In The RBS Rights Issue Litigation case, RBS also argued, in the alternative, that the interview notes were privileged because they were "lawyers' working papers." Under English law, lawyers' working papers are privileged if they would betray the trend of advice which the lawyer is giving the client. RBS argued that the interview notes were not simply verbatim recitals of the interviews, but were notes that evidenced the impressions of the lawyer in the sense that they reflected the work undertaken in preparation for the interviews thus revealing the train of inquiry. Further, as these notes were not verbatim transcripts, they reflected a selection by the author of the points being recorded. Hildyard J did not consider this to be sufficient and said that there was a real difference between reflecting a train of inquiry and reflecting — or giving a clue to — the trend of legal advice. A claim for privilege on the basis that interview notes were "lawyers' working papers" was also rejected at first instance in The Director of the Serious Fraud Office v. Eurasian Natural Resources Corporation Ltd as the judge concluded that there was insufficient evidence that the notes would give a clue as to the legal advice or any aspect of the legal advice being given to ENRC. The Court of Appeal declined to give a view on this and considered that it would be better for the question of the extent to which lawyers' working papers are covered by legal advice privilege to be considered by the Supreme Court. As such, the position on lawyers' working papers remains as outlined above.

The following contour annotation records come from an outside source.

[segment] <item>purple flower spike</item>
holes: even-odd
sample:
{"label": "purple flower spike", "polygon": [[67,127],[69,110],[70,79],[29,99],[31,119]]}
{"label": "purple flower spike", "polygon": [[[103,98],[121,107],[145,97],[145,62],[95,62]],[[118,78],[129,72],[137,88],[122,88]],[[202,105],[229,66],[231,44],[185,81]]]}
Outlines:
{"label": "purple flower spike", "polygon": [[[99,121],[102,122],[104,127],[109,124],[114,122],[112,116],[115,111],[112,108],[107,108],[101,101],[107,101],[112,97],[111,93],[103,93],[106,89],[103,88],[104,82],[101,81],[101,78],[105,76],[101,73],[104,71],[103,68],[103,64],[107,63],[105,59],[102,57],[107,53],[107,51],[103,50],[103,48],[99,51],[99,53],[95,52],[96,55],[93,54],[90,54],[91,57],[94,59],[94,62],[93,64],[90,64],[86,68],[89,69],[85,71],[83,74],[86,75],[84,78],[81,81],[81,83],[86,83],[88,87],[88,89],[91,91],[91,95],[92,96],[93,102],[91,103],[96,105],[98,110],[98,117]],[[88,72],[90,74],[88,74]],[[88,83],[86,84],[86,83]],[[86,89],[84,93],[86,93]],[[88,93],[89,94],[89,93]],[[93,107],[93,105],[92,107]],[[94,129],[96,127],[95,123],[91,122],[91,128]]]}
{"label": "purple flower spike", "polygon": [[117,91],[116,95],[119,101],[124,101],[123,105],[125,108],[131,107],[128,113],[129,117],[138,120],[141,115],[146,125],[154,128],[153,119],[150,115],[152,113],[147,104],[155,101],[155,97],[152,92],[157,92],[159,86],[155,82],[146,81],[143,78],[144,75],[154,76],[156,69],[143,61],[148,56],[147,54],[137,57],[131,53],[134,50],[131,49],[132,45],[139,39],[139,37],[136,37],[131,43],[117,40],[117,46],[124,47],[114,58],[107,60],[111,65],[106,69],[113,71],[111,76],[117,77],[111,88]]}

If adversarial litigation is reasonably in contemplation and the other ingredients for litigation privilege are present, then interviews with employees and third parties may be covered by litigation privilege. For example, in Bilta (UK) Ltd (in liquidation) & Ors v. Royal Bank of Scotland PLC & Ors [2017] EWHC 3535 (Ch), interviews with former and current employees which were conducted by RBS as part of an investigation were found to be covered by litigation privilege. Also, in the Court of Appeal decision in The Director of the Serious Fraud Office v. Eurasian Natural Resources Corporation Ltd, the court held that (contrary to the decision at first instance), the notes of interviews with employees, former employees, officers of the company and subsidiary companies and other third parties were covered by litigation privilege. The Court of Appeal considered that the contemporaneous documents showed that ENRC was "aware of circumstances which rendered litigation between itself and the SFO a real likelihood rather than a mere possibility" (adopting the test in United States of America v. Philip Morris [2003] EWHC 3028 (Comm)).